Eyal Weizman writes about the area between the eastern Mediterranean coast and Jordan: ‘Against the geography of stable, static places, and the balance across linear and fixed sovereign borders, frontiers are deep, shifting, fragmented and elastic territories.“ (...) Distinctions between the ‚inside‘ and the ‚outside‘ cannot be clearly marked. In fact, the straighter, more geometrical and more abstract official colonial borders across the ‚New Worlds‘ tended to be, the more the territories of effective control were fragmented and dynamic and thus unchartable by any conventional mapping technique.“ The territory divided by Israel and Palestine is an experiment with this depth; a wide variety of barriers have created a highly complex patchwork of legal zones and interest spheres. Suggestions for a simple two-nation solution have long since seemed absurd. Geographically, frontiers run through the air, landscape and earth when streets reserved for Jewish residents lead over bridges and through tunnels in Palestine towns.

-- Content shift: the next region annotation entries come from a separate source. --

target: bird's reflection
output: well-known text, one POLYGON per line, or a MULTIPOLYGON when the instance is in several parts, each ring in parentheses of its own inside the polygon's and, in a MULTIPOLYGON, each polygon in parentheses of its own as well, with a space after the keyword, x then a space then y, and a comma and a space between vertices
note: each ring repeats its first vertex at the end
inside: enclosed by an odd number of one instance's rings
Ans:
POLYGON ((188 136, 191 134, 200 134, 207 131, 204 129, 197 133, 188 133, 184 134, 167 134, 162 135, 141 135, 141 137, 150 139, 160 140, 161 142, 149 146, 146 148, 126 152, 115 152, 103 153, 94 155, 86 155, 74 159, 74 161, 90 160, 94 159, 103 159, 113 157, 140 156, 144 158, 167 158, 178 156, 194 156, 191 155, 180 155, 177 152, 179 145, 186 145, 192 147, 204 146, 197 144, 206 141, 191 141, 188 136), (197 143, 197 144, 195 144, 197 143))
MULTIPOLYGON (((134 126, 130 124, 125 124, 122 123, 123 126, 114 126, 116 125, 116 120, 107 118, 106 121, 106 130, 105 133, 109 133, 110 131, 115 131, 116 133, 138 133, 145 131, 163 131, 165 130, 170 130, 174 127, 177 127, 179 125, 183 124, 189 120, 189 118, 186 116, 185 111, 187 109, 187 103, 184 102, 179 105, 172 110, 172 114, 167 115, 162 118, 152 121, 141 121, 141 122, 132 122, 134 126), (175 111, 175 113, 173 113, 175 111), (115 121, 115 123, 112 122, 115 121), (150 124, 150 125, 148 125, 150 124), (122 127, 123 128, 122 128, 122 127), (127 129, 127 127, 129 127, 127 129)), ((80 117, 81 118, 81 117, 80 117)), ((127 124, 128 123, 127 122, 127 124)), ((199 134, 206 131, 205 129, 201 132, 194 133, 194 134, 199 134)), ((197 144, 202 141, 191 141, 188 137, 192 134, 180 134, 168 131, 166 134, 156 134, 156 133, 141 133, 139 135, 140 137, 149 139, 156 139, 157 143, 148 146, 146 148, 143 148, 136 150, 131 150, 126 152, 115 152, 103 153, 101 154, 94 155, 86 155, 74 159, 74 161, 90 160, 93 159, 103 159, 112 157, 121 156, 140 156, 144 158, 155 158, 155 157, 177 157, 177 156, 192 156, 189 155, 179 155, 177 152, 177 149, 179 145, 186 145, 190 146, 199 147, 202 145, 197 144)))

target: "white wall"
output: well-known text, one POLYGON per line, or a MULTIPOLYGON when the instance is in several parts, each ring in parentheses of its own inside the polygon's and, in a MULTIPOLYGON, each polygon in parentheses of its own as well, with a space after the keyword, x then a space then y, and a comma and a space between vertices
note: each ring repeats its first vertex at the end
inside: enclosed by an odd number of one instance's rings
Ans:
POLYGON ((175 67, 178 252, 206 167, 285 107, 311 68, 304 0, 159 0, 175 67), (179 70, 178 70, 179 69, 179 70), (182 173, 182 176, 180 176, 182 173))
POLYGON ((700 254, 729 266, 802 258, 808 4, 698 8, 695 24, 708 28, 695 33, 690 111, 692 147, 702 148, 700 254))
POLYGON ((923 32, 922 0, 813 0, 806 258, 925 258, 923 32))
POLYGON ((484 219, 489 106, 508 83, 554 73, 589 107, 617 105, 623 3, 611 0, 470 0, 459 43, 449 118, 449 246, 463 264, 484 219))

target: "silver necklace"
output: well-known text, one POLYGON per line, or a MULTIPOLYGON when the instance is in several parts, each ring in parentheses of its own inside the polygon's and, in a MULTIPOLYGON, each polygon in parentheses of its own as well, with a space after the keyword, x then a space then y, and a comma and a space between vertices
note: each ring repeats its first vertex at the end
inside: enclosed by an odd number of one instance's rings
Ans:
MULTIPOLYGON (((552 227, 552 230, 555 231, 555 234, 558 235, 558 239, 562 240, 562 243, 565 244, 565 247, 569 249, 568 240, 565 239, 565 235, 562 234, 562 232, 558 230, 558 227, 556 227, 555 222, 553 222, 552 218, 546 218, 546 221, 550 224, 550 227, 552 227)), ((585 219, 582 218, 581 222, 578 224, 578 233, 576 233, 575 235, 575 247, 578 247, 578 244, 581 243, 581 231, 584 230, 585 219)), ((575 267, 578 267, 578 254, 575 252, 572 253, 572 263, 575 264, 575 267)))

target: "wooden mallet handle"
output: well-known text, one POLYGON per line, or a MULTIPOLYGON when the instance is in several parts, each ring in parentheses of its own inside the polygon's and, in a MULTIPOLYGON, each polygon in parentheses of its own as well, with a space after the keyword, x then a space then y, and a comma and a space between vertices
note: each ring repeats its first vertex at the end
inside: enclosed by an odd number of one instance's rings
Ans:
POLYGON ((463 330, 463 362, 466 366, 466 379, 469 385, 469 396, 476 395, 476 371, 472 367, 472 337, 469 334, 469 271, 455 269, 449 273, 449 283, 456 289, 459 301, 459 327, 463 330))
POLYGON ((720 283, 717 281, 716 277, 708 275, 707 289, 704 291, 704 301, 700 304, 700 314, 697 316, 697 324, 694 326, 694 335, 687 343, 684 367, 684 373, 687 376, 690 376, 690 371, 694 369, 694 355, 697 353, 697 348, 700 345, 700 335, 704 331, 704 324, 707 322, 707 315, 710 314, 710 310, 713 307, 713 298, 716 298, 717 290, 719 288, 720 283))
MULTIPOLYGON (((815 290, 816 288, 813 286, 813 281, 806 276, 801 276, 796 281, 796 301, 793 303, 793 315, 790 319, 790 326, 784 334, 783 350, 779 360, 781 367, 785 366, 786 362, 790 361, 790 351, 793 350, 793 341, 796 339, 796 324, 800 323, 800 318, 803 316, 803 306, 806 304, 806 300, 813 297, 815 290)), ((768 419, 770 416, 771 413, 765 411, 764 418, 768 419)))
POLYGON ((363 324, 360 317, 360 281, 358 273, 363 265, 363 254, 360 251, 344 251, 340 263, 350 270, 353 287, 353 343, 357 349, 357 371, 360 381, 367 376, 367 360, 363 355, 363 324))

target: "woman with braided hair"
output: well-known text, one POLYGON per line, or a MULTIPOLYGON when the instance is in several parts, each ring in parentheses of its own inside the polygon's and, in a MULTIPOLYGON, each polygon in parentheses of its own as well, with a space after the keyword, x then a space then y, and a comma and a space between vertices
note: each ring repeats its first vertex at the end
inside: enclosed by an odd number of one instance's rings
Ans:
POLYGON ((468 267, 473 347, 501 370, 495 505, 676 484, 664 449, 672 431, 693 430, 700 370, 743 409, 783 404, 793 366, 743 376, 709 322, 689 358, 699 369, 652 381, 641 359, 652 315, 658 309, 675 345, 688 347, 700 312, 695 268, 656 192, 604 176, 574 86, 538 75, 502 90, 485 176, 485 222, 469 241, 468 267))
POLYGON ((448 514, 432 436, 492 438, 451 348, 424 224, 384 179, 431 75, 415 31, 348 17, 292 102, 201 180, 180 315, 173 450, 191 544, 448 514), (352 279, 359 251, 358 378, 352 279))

- Scarecrow tank dummy at the ceasefire line between Israel and Syria, Golan.
- The border to the Gaza Strip, impenetrable without a special journalist permit, at the place where it meets the Mediterranean Sea. In the haze on the horizon: Gaza City.
- The wall between the Palestine towns of Jaljulya und Qalqilya. The aforementioned is Israeli territory. Before the wall‘s construction, there were only two kilometres along the communication road between the towns; today, there‘s a seven-kilometre detour and a checkpoint control for those travelling from one town to the next.